Zusammenfassung
Auf den Roman des 19. Jahrhunderts hatte die idealistische Thematik nur insofern Einfluß, als ihr bewegendes Moment — der Richtungsfaktor Hoffnung, die Überhöhung alltäglicher Wirklichkeit — erhalten blieb. Ein Programm war damit nicht mehr verbunden. Die Romantik wirkt nach, aber zur Hauptsache mit ihren geistigen Erlebnisschüben. Das Wirklichkeitsverhältnis hatte sich gründlich verschoben, d. h., eine Verlagerung des Wertungssystems ging vor sich — Hauptwirklichkeit ist jetzt nicht mehr eine gedachte Welt. Die Komponenten des Sensuellen, Empirischen, Historischen gewinnen an Dominanz. Die Literatur und damit der Roman des 19. Jahrhunderts konnten also nur bedingt auf den alten literarischen Fundamenten weiterbauen. Stark wirkte Jean Paul nach1, wohl infolge der »Emanzipation der Tatsächlichkeit, des Irdisch-Realen«, die man ihm mit Recht zuschreibt2, noch stärker wirkte Goethe, die Komplexität seines Weltbildes deckte gleichermaßen die realen wie die idealen Forderungen der Zeit. Daß mit Goethe die moderne Kunst beginnt, der moderne, nachromantische Roman, daß also gerade auf diesem Gebiet ein Neuanfang zu sehen ist, zugleich eine Entwicklung, die mit Cervantes begann, diese Erkenntnis vertrat schon Friedrich Schlegel.

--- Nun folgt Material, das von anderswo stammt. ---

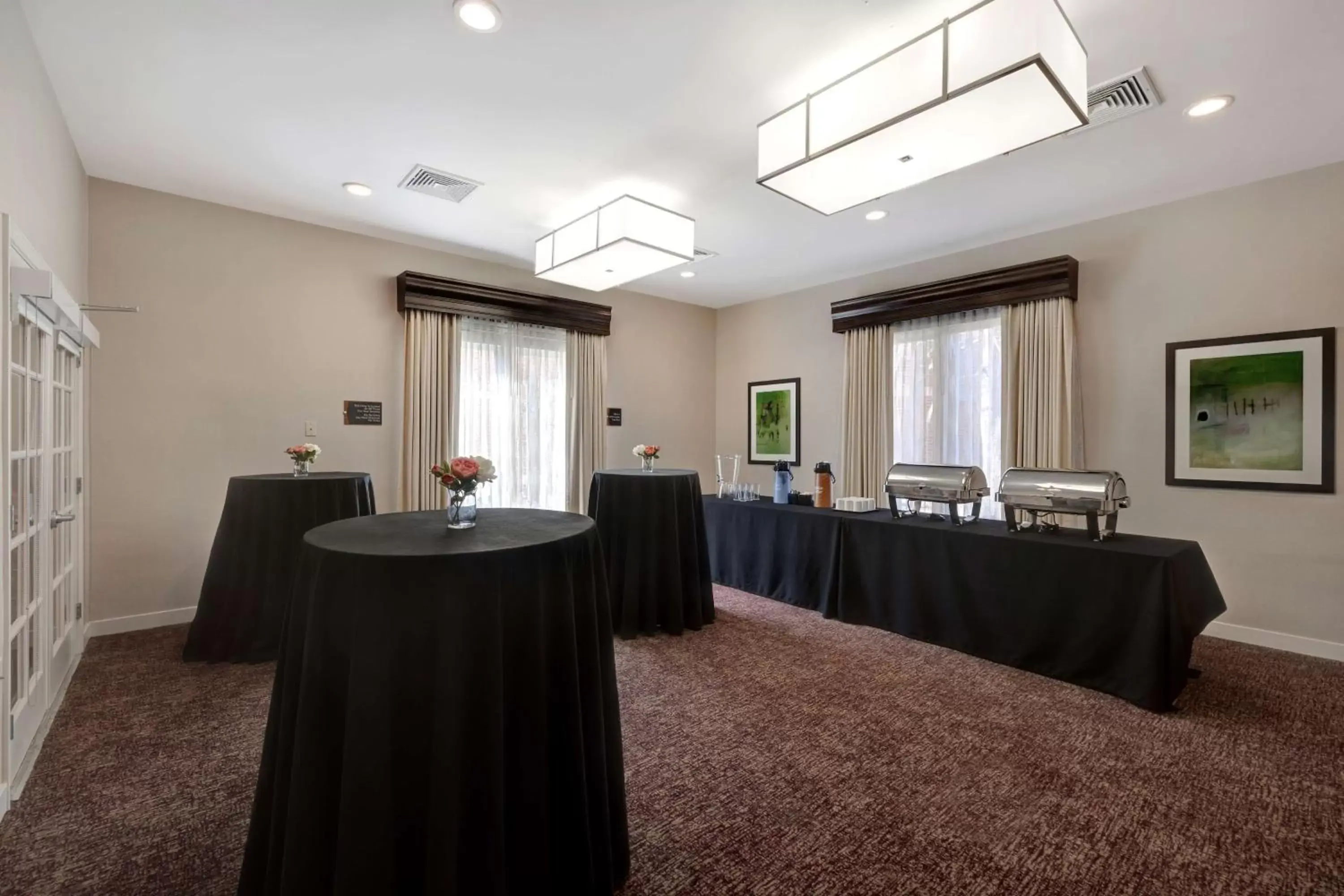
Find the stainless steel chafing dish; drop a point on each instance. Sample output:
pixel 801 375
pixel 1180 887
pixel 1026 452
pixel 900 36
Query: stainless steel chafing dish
pixel 1090 493
pixel 937 484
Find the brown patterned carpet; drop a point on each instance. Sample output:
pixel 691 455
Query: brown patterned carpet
pixel 773 754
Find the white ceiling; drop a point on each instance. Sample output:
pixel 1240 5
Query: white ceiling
pixel 271 105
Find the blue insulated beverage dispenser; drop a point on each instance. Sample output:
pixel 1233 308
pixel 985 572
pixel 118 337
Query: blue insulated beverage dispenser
pixel 783 477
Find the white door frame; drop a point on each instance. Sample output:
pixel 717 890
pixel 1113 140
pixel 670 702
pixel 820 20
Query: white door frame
pixel 58 314
pixel 65 489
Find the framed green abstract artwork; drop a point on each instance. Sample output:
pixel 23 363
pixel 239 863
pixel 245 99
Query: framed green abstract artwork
pixel 1253 412
pixel 773 422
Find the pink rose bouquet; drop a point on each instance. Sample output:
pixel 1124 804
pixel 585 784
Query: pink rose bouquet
pixel 464 473
pixel 307 452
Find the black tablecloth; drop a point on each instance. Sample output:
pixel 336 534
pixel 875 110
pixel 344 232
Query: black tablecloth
pixel 445 715
pixel 252 563
pixel 658 560
pixel 1117 616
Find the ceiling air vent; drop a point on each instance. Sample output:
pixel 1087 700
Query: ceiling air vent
pixel 1120 99
pixel 440 185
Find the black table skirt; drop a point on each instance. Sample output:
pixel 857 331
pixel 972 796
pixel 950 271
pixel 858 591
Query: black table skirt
pixel 658 559
pixel 1117 616
pixel 252 563
pixel 445 715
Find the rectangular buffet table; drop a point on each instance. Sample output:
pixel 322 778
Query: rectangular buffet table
pixel 1116 616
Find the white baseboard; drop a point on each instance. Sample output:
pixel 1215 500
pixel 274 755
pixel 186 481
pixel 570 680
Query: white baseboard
pixel 21 775
pixel 1277 640
pixel 140 621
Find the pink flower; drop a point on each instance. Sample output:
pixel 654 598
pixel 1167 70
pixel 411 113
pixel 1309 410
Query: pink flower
pixel 464 468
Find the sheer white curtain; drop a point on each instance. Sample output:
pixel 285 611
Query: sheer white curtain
pixel 948 393
pixel 511 409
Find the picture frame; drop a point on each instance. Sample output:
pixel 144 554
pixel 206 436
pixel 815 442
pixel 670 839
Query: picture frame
pixel 775 420
pixel 1253 412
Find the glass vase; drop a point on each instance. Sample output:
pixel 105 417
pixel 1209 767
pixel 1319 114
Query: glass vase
pixel 461 509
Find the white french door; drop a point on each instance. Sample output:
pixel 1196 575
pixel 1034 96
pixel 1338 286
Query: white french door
pixel 66 578
pixel 29 642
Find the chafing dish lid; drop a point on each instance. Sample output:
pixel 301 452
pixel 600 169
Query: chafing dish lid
pixel 945 477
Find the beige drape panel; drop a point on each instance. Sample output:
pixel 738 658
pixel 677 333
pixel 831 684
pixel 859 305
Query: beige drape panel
pixel 585 396
pixel 1042 397
pixel 428 406
pixel 866 439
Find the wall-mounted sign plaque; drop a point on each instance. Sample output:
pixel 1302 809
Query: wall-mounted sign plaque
pixel 363 413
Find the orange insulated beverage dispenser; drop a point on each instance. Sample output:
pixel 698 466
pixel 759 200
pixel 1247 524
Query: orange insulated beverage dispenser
pixel 824 478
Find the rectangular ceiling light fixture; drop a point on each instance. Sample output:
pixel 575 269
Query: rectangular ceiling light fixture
pixel 991 80
pixel 624 240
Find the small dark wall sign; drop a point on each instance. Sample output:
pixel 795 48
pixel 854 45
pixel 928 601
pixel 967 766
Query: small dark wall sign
pixel 363 413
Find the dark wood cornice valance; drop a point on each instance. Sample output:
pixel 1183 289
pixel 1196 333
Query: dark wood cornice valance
pixel 1049 279
pixel 478 300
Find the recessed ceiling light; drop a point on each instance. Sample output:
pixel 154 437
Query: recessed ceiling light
pixel 479 15
pixel 1209 107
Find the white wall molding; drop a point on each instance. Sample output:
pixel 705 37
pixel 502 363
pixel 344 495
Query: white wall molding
pixel 21 775
pixel 140 621
pixel 1277 640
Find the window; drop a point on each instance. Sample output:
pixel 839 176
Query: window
pixel 947 383
pixel 511 409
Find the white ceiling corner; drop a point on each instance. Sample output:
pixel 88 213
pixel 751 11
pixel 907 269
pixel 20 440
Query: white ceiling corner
pixel 271 107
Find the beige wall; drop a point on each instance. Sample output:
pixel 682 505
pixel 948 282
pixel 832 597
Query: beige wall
pixel 1258 258
pixel 252 326
pixel 42 182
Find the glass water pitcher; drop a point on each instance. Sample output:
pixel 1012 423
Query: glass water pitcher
pixel 726 484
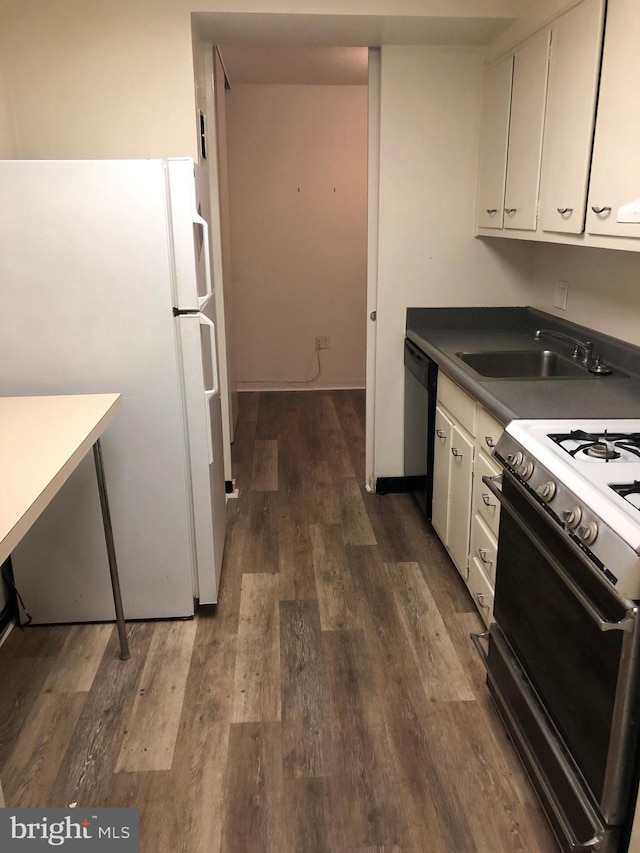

Hegels Ästhetik und die romanpoetologische Problematik. Immermanns zeitbezogenes Konzept im Rahmen der Biedermeier-Literatur: die »realistisch-pragmatische« Forderung. Der Roman als »Mischprodukt« (Marggraf) — die Formlosigkeit vor 1850 als Ausdrucksform der Lebensvielfalt. Der historische Roman und seine politische Implikation. Das Junge Deutschland: Kampf der Romantik, der Innerlichkeit, dem Vergangenen; die Dominanz der Tagesfragen. Der »Tendenzroman« (Gutzkow, Laube, Mundt) und seine Kritiker (Wienbarg, Marggraf). Eichendorff und seine späte Ablehnung des Romans. Stifters utopisches Romanprogramm. Gustav Freytag und die falsche Romantik. Realismus: das theoretische Konzept ab 1850 die organische Form, der menschliche Inhalt des Romans als Forderung. Ideelle Überhöhung und empirische Absicherung. Fontane, Otto Ludwig, F. Th. Vischer, Keller, Raabe. Das Programm der Mitte (Ludwig); Innerlichkeit (Schopenhauer) als Fluchtpunkt der Weltbezüge. Schematisierte Theorie und Formkritik: Spielhagen. Rückblick und umfassende Theorie der Geschichtsphilosophie: Georg Lukács.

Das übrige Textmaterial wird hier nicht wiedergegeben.